Already on GitHub? Sign in to your account

load LoRA Adapter #1492

Open
hessaAlawwad opened this issue Jan 1, 2025 · 12 comments
Open

load LoRA Adapter #1492

hessaAlawwad opened this issue Jan 1, 2025 · 12 comments

Comments

@hessaAlawwad
Copy link

Hello,

I have finetuned a model using unsloth tutorial (Llama 3.2 Vision finetuning - Radiography use case) then uplodaded the LoRA adapter to hf,
now I want to further train this adapter by loading it:

base_model = AutoModel.from_pretrained("meta-llama/Llama-3.2-11B-Vision-Instruct")
lora_model = PeftModel.from_pretrained(base_model, "Hessa/MMTQA_lora3")
lora_model.eval()

gives me error:

ValueError: Unrecognized configuration class <class 'transformers.models.mllama.configuration_mllama.MllamaConfig'> for this kind of AutoModel: AutoModel.
Model type should be one of AlbertConfig, AlignConfig, AltCLIPConfig, ASTConfig, AutoformerConfig, BarkConfig, BartConfig, BeitConfig, BertConfig, BertGenerationConfig, BigBirdConfig, BigBirdPegasusConfig, BioGptConfig, BitConfig, BlenderbotConfig, BlenderbotSmallConfig, BlipConfig, Blip2Config, BloomConfig, BridgeTowerConfig, BrosConfig, CamembertConfig, CanineConfig, ChameleonConfig, ChineseCLIPConfig, ChineseCLIPVisionConfig, ClapConfig, CLIPConfig, CLIPTextConfig, CLIPVisionConfig, CLIPSegConfig, ClvpConfig, LlamaConfig, CodeGenConfig, CohereConfig, ConditionalDetrConfig, ConvBertConfig, ConvNextConfig, ConvNextV2Config, CpmAntConfig, CTRLConfig, CvtConfig, DacConfig, Data2VecAudioConfig, Data2VecTextConfig, Data2VecVisionConfig, DbrxConfig, DebertaConfig, DebertaV2Config, DecisionTransformerConfig, DeformableDetrConfig, DeiTConfig, DetaConfig, DetrConfig, DinatConfig, Dinov2Config, DistilBertConfig, DonutSwinConfig, DPRConfig, DPTConfig, EfficientFormerConfig, EfficientNetConfig, ElectraConfig, EncodecConfig, ErnieConfig, ErnieMConfig, EsmConfig, FalconConfig, FalconMambaConfig, FastSpeech2ConformerConfig, FlaubertConfig, FlavaConfig, FNetConfig, FocalNetConfig, FSMTConfig, FunnelConfig, GemmaConfig, Gemma2Config, GitConfig, GlmConfig, GLPNConfig, GPT2Config, GPT2Config, GPTBigCodeConfig, GPTNeoConfig, GPTNeoXConfig, GPTNeoXJapaneseConfig, GPTJConfig, GPTSanJapaneseConfig, GraniteConfig, GraniteMoeConfig, GraphormerConfig, GroundingDinoConfig, GroupViTConfig, HieraCon...
@KareemMusleh
Copy link

KareemMusleh commented Jan 1, 2025

Try using AutoModelForCausalLM.from_pretrained instead

@hessaAlawwad
Copy link
Author

thank you for your reply @KareemMusleh.

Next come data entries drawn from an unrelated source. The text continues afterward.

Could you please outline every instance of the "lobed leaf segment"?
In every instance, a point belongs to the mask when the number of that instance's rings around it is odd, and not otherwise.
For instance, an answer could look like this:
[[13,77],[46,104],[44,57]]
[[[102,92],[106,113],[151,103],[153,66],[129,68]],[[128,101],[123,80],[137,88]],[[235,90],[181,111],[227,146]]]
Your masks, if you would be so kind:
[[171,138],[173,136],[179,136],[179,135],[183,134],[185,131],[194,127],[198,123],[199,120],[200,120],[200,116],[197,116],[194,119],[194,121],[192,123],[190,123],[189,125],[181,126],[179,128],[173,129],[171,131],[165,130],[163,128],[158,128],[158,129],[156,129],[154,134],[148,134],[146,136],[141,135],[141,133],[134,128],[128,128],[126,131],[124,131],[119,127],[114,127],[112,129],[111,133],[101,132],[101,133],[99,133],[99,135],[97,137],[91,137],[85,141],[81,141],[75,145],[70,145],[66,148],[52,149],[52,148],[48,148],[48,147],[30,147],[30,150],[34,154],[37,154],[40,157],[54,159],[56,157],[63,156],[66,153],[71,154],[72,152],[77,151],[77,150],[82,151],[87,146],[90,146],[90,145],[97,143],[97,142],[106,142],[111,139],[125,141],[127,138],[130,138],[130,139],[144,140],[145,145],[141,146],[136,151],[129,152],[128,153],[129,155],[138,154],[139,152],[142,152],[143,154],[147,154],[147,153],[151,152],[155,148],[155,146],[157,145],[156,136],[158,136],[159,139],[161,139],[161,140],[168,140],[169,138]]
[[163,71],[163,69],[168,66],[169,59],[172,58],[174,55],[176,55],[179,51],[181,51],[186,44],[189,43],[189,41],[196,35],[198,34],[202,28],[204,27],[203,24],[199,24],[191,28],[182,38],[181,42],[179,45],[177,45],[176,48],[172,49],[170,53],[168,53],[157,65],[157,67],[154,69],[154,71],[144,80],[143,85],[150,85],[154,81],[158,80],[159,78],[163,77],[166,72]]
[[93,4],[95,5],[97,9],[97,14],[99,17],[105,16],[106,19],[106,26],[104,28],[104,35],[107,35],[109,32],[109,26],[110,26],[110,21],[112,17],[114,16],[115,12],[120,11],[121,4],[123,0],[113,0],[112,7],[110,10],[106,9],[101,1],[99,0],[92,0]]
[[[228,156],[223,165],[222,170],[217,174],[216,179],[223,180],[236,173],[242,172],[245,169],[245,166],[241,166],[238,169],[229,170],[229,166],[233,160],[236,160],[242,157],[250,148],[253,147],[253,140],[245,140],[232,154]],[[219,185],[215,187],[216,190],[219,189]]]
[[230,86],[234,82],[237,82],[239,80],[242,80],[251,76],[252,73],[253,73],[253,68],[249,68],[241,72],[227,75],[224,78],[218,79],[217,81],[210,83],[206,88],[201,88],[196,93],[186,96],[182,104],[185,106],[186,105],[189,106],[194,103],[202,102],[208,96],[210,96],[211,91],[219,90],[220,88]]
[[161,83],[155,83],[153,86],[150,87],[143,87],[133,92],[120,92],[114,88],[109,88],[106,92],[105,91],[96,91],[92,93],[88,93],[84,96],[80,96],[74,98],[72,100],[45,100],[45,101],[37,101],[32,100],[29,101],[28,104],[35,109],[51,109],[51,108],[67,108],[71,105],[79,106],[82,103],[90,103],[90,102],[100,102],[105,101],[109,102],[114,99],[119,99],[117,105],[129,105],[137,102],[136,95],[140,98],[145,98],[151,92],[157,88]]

I got the following error:

/usr/local/lib/python3.10/dist-packages/huggingface_hub/utils/_auth.py:94: UserWarning: 
The secret `HF_TOKEN` does not exist in your Colab secrets.
To authenticate with the Hugging Face Hub, create a token in your settings tab (https://huggingface.co/settings/tokens), set it as secret in your Google Colab and restart your session.
You will be able to reuse this secret in all of your notebooks.
Please note that authentication is recommended but still optional to access public models or datasets.
  warnings.warn(
Unused kwargs: ['_load_in_4bit', '_load_in_8bit', 'quant_method']. These kwargs are not used in <class 'transformers.utils.quantization_config.BitsAndBytesConfig'>.
`low_cpu_mem_usage` was None, now default to True since model is quantized.
Loading checkpoint shards:   0%
 0/2 [00:00<?, ?it/s]
---------------------------------------------------------------------------
ValueError                                Traceback (most recent call last)
[<ipython-input-9-9b45f1afa1ae>](https://localhost:8080/#) in <cell line: 4>()
      2 from transformers import AutoModelForCausalLM
      3 
----> 4 lora_model = AutoModelForCausalLM.from_pretrained("Hessa/MMTQA_lora3", torch_dtype=torch.float16)

4 frames
[/usr/local/lib/python3.10/dist-packages/transformers/quantizers/quantizer_bnb_4bit.py](https://localhost:8080/#) in create_quantized_param(self, model, param_value, param_name, target_device, state_dict, unexpected_keys)
    205                 param_name + ".quant_state.bitsandbytes__nf4" not in state_dict
    206             ):
--> 207                 raise ValueError(
    208                     f"Supplied state dict for {param_name} does not contain `bitsandbytes__*` and possibly other `quantized_stats` components."
    209                 )

ValueError: Supplied state dict for model.layers.0.mlp.down_proj.weight does not contain `bitsandbytes__*` and possibly other `quantized_stats` components.

@mosama1994
Copy link

mosama1994 commented Jan 1, 2025

can you share your adapter_config.json? You must have trained after quantization right? Then open the config and check "base_model_name_or_path" key. Set this to the base model you want to merge the adapter to. Unsloth hugging face repo also has the unquantized models either from there or the original repo, from there you can use for the base model.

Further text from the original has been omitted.